Review – Mahjongg Artifacts
Developer: Shape Games
Publisher: G5 Entertainment
Release Date: June 15th 2010 (Chapter 2 was available in October 2009)
Price: $4.99 | £3.99 | €4.99
Rating: Each game is rated Everyone 10+
What I liked:
- A wealth of content for a Mini
- Simple, straightforward layout
- Epic music
What I disliked:
- Menu navigation is a bit wonky
First thing’s first: This is Mahjong solitaire, a casual, classical board game in which you match tiles of the same suit or design. It’s not complex in the least, and while there exist strategies to playing the game, it’s likely that you’ll just be matching until you clear the board. That being said, Mahjongg Artifacts and Mahjongg Artifacts: Chapter 2 are very impressive simulations of Mahjong solitaire. Each game has three play modes: Play Quest, Play Classic, and Play Endless.
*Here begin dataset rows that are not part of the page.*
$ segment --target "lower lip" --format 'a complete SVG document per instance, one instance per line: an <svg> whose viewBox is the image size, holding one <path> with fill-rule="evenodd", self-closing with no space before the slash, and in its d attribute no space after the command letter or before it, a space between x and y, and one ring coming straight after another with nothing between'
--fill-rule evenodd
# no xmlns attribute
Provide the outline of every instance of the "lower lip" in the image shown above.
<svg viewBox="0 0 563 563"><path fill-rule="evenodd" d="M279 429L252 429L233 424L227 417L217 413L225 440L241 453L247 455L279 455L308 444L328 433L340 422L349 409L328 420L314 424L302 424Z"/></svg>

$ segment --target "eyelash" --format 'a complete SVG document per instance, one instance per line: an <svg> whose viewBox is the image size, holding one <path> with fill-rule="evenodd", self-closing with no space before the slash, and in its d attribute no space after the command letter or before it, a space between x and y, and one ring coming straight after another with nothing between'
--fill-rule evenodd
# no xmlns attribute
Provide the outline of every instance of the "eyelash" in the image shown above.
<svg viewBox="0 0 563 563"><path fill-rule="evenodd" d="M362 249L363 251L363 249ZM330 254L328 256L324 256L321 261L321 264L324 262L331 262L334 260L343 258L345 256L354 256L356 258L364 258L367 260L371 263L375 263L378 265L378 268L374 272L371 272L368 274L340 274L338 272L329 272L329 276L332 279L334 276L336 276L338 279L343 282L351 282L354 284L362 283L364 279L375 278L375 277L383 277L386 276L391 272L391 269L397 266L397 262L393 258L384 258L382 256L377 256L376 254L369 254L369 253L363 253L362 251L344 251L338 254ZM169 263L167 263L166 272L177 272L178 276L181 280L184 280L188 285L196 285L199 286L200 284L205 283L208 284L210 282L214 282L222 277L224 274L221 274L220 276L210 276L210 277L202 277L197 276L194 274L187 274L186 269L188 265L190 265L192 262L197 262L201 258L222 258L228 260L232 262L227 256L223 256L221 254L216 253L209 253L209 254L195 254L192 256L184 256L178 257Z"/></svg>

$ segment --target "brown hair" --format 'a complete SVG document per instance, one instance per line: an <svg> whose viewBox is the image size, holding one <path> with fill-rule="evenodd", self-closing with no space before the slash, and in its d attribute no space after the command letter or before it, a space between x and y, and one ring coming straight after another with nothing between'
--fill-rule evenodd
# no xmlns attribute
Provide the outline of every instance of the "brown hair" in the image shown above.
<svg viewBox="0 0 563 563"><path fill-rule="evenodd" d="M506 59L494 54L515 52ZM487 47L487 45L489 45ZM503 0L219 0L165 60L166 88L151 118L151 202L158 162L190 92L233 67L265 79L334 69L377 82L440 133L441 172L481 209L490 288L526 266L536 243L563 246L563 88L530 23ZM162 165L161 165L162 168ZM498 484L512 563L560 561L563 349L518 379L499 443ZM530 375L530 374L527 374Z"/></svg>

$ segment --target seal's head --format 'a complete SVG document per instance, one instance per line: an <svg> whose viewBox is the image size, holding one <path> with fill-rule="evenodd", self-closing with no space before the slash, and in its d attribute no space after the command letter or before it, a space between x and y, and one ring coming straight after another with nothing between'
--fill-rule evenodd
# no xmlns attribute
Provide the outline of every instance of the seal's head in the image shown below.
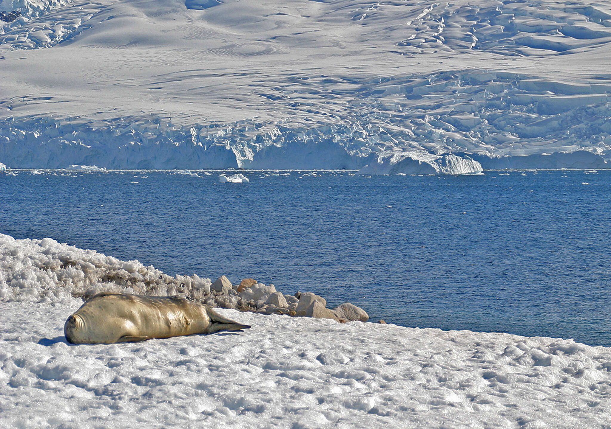
<svg viewBox="0 0 611 429"><path fill-rule="evenodd" d="M64 334L68 342L76 344L81 342L79 340L85 331L85 321L82 317L76 313L71 314L64 325Z"/></svg>

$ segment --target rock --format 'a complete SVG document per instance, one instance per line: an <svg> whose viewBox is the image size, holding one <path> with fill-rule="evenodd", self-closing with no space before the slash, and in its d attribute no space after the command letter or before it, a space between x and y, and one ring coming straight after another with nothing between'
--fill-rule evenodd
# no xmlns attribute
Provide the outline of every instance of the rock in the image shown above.
<svg viewBox="0 0 611 429"><path fill-rule="evenodd" d="M220 292L221 294L227 294L229 292L230 289L233 288L233 286L231 284L231 282L229 281L229 279L225 276L219 277L216 279L216 281L210 286L211 289L216 292Z"/></svg>
<svg viewBox="0 0 611 429"><path fill-rule="evenodd" d="M299 296L299 301L297 305L297 308L295 310L297 315L306 315L306 311L315 301L318 302L323 308L327 306L327 301L322 297L319 297L311 292L304 292L301 294Z"/></svg>
<svg viewBox="0 0 611 429"><path fill-rule="evenodd" d="M266 301L270 295L276 292L276 287L273 284L266 286L263 283L257 283L253 286L245 289L239 294L240 296L247 300L252 300L257 301L265 298Z"/></svg>
<svg viewBox="0 0 611 429"><path fill-rule="evenodd" d="M338 318L345 319L348 320L367 322L369 320L369 315L365 310L350 303L342 304L337 308L333 309L333 312Z"/></svg>
<svg viewBox="0 0 611 429"><path fill-rule="evenodd" d="M275 292L270 295L267 301L265 301L265 303L273 305L279 308L287 308L288 307L287 300L285 299L284 296L279 292Z"/></svg>
<svg viewBox="0 0 611 429"><path fill-rule="evenodd" d="M292 295L284 295L284 299L287 300L287 303L288 305L291 305L291 304L297 304L297 303L299 301L298 298L295 298Z"/></svg>
<svg viewBox="0 0 611 429"><path fill-rule="evenodd" d="M337 320L337 317L332 311L320 303L320 301L315 301L312 305L306 310L306 315L315 319L332 319Z"/></svg>
<svg viewBox="0 0 611 429"><path fill-rule="evenodd" d="M238 286L238 293L243 292L244 289L248 289L251 286L257 284L257 280L254 278L245 278L242 281L240 282L240 284Z"/></svg>
<svg viewBox="0 0 611 429"><path fill-rule="evenodd" d="M235 308L238 305L238 297L231 295L220 295L216 298L216 305L222 308Z"/></svg>
<svg viewBox="0 0 611 429"><path fill-rule="evenodd" d="M193 281L193 289L197 289L202 294L210 293L210 281L207 278L201 278L196 274L194 274Z"/></svg>

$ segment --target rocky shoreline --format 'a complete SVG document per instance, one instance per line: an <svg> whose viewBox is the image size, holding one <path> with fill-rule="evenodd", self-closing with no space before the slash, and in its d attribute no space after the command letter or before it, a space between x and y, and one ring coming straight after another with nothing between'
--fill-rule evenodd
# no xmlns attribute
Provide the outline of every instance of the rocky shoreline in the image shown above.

The Quest mode takes you through an archeologist’s search for legendary artifacts. Each time he finds an artifact, he has to “prove his wisdom” or some other such malarkey in the form of playing Mahjong. The Quest is lengthy, featuring 25 boards of increasing difficulty and a wide variety of locations and tilesets to help keep things looking novel. Classic mode gives you the opportunity to choose from 99 different board layouts and 5 different tilesets. Endless mode is endless mode: You play until your vision fails and you drop the PSP or PS3 remote from exhaustion.
The first thing I noticed after booting up the game was the graphics. While the graphical style is undeniably casual, there are a handful of well-drawn graphic comics that unfold the story in Quest mode. It looks good on my PS3, so I can only imagine it runs smoothly on the PSP (Editors note: There is a tad bit of slowdown on the PSP). As far as gameplay goes, you match tiles by selecting one then navigating to a similar one and selecting that one. Every once in a while I had a bit of trouble navigating, but for the most part the controls are spot on. One minor gripe I had is that navigating the menus was a bit weird since you can’t press the ‘O’ button to go back. Chapter 2 has ‘O’ button support, which is bizarre considering it was released way before the prequel. There are a few different methods of zooming in on the board, allowing for a customizable visual experience. I primarily stuck with the Auto-Zoom feature, since it’s rather intuitive and kept me at a comfortable distance from the board. Words pop up on the screen if you match tiles in rapid succession. “Excellent!”, “Incredible!”, and “Perfect!” provided just the motivation I needed to keep up the matching frenzy.
The music is great. The title screen and board clear screen music are reminiscent of PuzzleQuest in the sense that it’s rather epic for a casual board game. The music during gameplay, on the other hand, is serene, which is fitting for the action-lacked tile matching. The sound effects are spot on, with clicks, clacks, and laser beam noises accompanying the tiles as they clear.
With an expansive Quest mode and a bevy of boards for Classic play and Endless fun, Mahjongg Artifacts and Mahjongg Artifacts: Chapter 2 are jam-packed with content for a Mini title. If you’re curious about Mahjong or want a small (38MB), portable Mahjong solitaire game, pick one or both of these up. Remember, though, that at the end of the day, it’s a tile matching Mini. What it does, it does well, but it’s not trying to do too much.